How to Stop Time - Matt Haig


“History was, is, a one-way street. You have to keep walking forwards, but you don't always need to look ahead. Sometimes you can just look around and be happy right where you are.”                     ― Matt Haig, How to Stop Time

 

This was just released this week in the US, and I snagged myself a copy after seeing that the library waitlist would take up one of my hold spots for ages. I made a big mistake whilst waiting in the line to pay for it: I started reading. (You see, I have library books out and ARCs to review...) I have never been so impatient on a ride home. I really wanted to read this book. I got home, kicked off my shoes and hopped absurdly around until I got into PJs -- all the while reading, or at least trying to read. Once I'd wrangled myself into comfy clothes, I read straight through the night.

Why? I wish I knew. It's not that the story is a crazed page turner. It's more that the protagonist, Tom Hazard, is the most lovely and poignant man I've read in a while. I fell in love with this guy. Tom has a condition that makes him grow old veeeerrrrrry slowly. He is broken-hearted after losing his wife and child and has decided never to get close to anyone again, lest he hurt them or get hurt himself again. All he wants is his child, wife and to be a teacher. He needs to keep moving at least once every eight years, not lay down roots, not allow his picture to be taken, make connections to nobody and certainly not tell his secret. Because of this, he -- not unreasonably -- feels exceedingly unique and alone. He's miserable and self-protective all while he just keeps living. It's a lot like a deep depression that goes on for more than 400 years. 

Matt Haig describes the human experience so beautifully, I couldn't wait see what philosophical "pow" was on the next page. I stopped and read many parts aloud simply because they felt so terrible and wonderful and true all at the same time. The whole book is basically about how to navigate the pain of human existence.
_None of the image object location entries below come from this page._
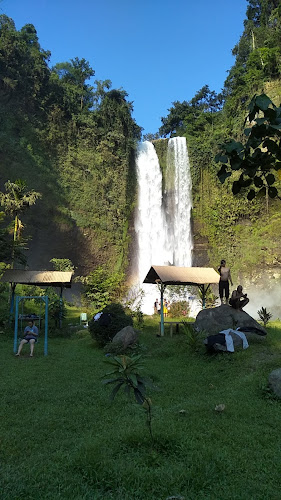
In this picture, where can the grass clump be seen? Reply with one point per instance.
(62, 438)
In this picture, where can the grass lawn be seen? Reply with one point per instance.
(61, 438)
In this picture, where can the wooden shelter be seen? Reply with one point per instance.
(61, 279)
(202, 277)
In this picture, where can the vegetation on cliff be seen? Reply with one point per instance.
(72, 141)
(244, 232)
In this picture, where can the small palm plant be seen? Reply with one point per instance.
(125, 373)
(264, 316)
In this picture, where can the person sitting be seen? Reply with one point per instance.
(238, 299)
(30, 337)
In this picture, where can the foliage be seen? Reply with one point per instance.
(75, 139)
(102, 287)
(14, 201)
(118, 320)
(134, 304)
(179, 308)
(260, 157)
(57, 308)
(125, 371)
(191, 116)
(264, 315)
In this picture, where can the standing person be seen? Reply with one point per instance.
(30, 337)
(238, 299)
(225, 275)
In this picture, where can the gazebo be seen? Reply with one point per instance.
(61, 279)
(202, 277)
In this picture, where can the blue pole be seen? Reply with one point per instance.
(16, 325)
(46, 326)
(13, 288)
(162, 312)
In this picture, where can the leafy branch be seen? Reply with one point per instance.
(259, 158)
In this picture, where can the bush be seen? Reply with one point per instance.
(118, 319)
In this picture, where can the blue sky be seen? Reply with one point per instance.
(159, 51)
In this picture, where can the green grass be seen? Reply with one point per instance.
(61, 438)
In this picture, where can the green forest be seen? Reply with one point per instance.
(69, 141)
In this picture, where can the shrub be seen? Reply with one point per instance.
(118, 319)
(180, 308)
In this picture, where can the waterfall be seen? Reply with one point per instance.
(150, 218)
(179, 203)
(162, 222)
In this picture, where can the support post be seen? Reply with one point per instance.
(12, 301)
(16, 325)
(46, 326)
(61, 305)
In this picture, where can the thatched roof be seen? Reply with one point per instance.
(38, 278)
(172, 275)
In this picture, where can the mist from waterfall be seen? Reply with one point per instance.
(163, 216)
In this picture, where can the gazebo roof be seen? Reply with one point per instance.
(172, 275)
(38, 278)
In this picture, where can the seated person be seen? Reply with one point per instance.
(30, 337)
(238, 299)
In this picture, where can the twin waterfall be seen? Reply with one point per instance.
(163, 222)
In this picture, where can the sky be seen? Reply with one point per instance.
(159, 51)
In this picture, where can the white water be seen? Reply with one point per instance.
(162, 224)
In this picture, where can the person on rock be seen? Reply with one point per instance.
(225, 277)
(238, 299)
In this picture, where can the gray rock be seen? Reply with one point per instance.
(237, 344)
(127, 336)
(274, 382)
(220, 318)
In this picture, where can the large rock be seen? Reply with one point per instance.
(220, 318)
(274, 381)
(127, 336)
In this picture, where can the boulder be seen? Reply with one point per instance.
(127, 336)
(274, 382)
(220, 318)
(216, 343)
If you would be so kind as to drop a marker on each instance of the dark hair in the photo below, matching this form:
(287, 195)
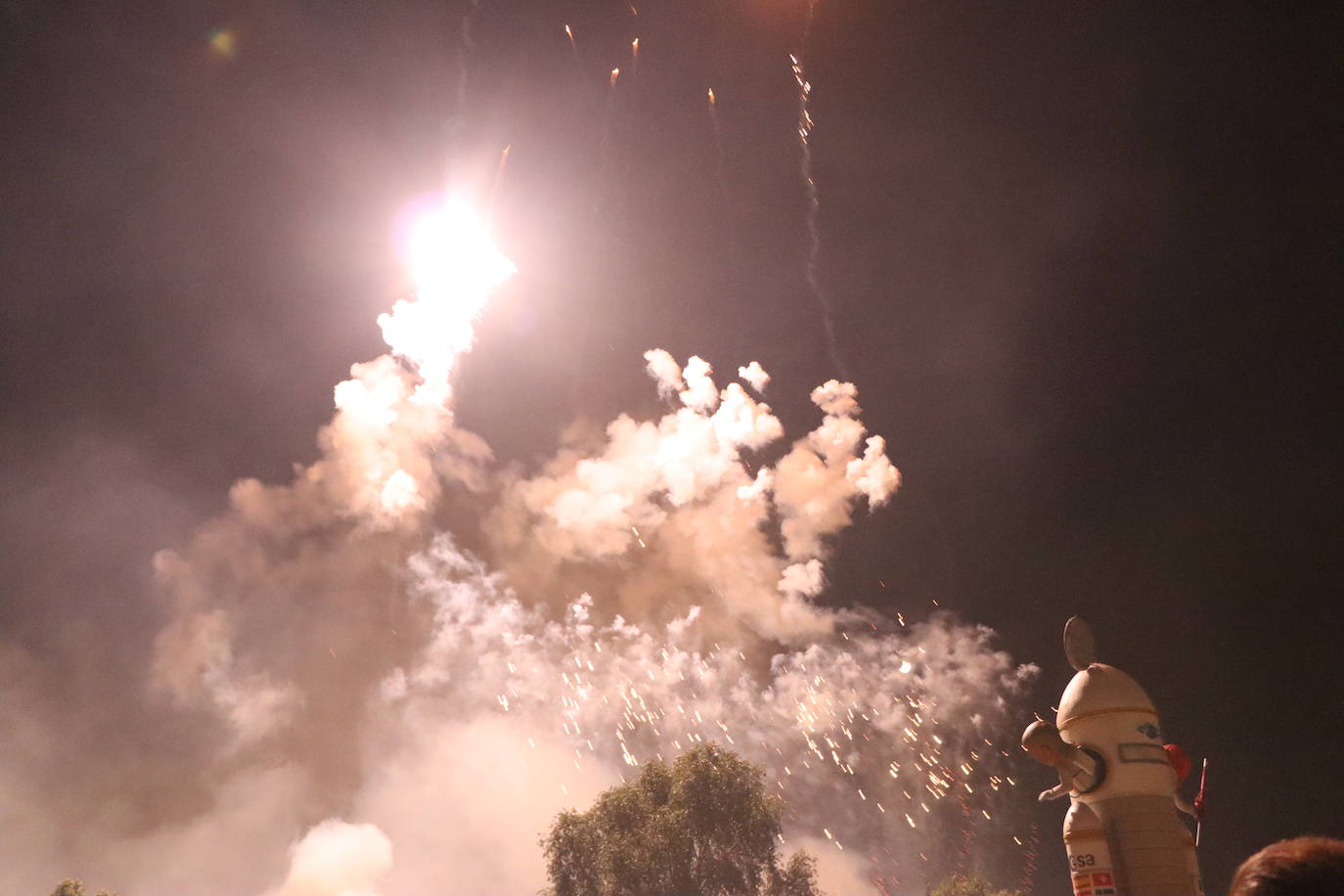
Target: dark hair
(1300, 867)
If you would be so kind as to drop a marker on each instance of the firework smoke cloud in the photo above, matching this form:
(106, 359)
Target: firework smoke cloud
(391, 712)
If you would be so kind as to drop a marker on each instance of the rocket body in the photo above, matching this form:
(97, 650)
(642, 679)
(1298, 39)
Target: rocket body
(1122, 835)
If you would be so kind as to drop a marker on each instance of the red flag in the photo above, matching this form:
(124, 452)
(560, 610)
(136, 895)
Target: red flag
(1199, 802)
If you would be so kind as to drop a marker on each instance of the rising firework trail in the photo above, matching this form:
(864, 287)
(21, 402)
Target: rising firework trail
(809, 183)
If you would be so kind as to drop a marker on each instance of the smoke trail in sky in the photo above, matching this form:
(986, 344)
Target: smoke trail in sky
(805, 125)
(408, 659)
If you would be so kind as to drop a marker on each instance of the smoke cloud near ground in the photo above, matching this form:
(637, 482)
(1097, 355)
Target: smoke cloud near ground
(380, 708)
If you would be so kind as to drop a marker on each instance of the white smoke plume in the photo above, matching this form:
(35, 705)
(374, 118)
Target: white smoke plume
(337, 859)
(347, 658)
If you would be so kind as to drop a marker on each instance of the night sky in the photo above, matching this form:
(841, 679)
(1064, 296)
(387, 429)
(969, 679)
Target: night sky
(1082, 262)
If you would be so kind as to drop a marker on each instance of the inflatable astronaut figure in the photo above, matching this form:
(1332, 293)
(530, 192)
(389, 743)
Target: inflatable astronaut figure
(1121, 833)
(1080, 770)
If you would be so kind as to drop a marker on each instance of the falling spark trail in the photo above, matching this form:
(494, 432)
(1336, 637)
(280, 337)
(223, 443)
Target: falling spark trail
(805, 125)
(498, 183)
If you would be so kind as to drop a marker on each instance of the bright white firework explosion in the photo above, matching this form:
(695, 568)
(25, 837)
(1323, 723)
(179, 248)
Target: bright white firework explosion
(633, 597)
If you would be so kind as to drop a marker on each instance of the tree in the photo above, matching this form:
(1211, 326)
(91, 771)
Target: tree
(700, 827)
(70, 887)
(972, 885)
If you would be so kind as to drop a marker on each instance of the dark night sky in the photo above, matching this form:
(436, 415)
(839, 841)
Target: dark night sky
(1084, 261)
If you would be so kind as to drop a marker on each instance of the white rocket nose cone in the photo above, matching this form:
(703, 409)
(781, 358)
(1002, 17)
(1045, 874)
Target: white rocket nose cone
(1100, 690)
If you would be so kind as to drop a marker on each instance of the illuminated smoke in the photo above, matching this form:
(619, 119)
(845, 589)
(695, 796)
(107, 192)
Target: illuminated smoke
(337, 859)
(409, 715)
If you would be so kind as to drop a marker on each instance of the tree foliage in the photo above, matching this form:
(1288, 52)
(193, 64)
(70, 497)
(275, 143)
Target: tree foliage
(969, 885)
(700, 827)
(70, 887)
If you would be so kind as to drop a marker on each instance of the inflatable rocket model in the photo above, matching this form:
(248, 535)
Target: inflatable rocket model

Along the way we meet Shakespeare, F. Scott and Zelda Fitzgerald, other luminaries; we see historical events and watch the map get larger and more detailed, the industrial revolution, the jazz and internet ages; we watch the "New World" come to life, go from Tombstone to Trump.

All of this comes via Tom with his aching pain, isolation, the absurdity of his own existence, intense love, fear of loving or hurting those he loves, and his withdrawal from other people...all while he keeps trudging through century after century (with extremely modern viewpoints.) Tom's a music lover and a reader. So we get insight on those things, nature, some very quotable bits on everything from plastic surgery to toilets, facebook, the theory of relativity... "Change is just what life is. It is the only constant I know."

Lest that all sound boring, which it does to me (good thing I don't write books!) there's also a mysterious "helper" who doesn't seem so great, a dark and shadowy organization of "albas," daring rescues and hit jobs along the way, danger and romance. 

But the real story here is how, even when someone is completely extraordinary in some ways, we're all still human, complete with all the foibles that come with that situation. So while this is a sweeping historical novel in some ways, a romance in some ways, a mystery, a comedic tour-de-force, it's perhaps the most existential book I've read in a very long time, and it's worth a read with a notebook nearby so you can write down all the quotes I haven't added yet.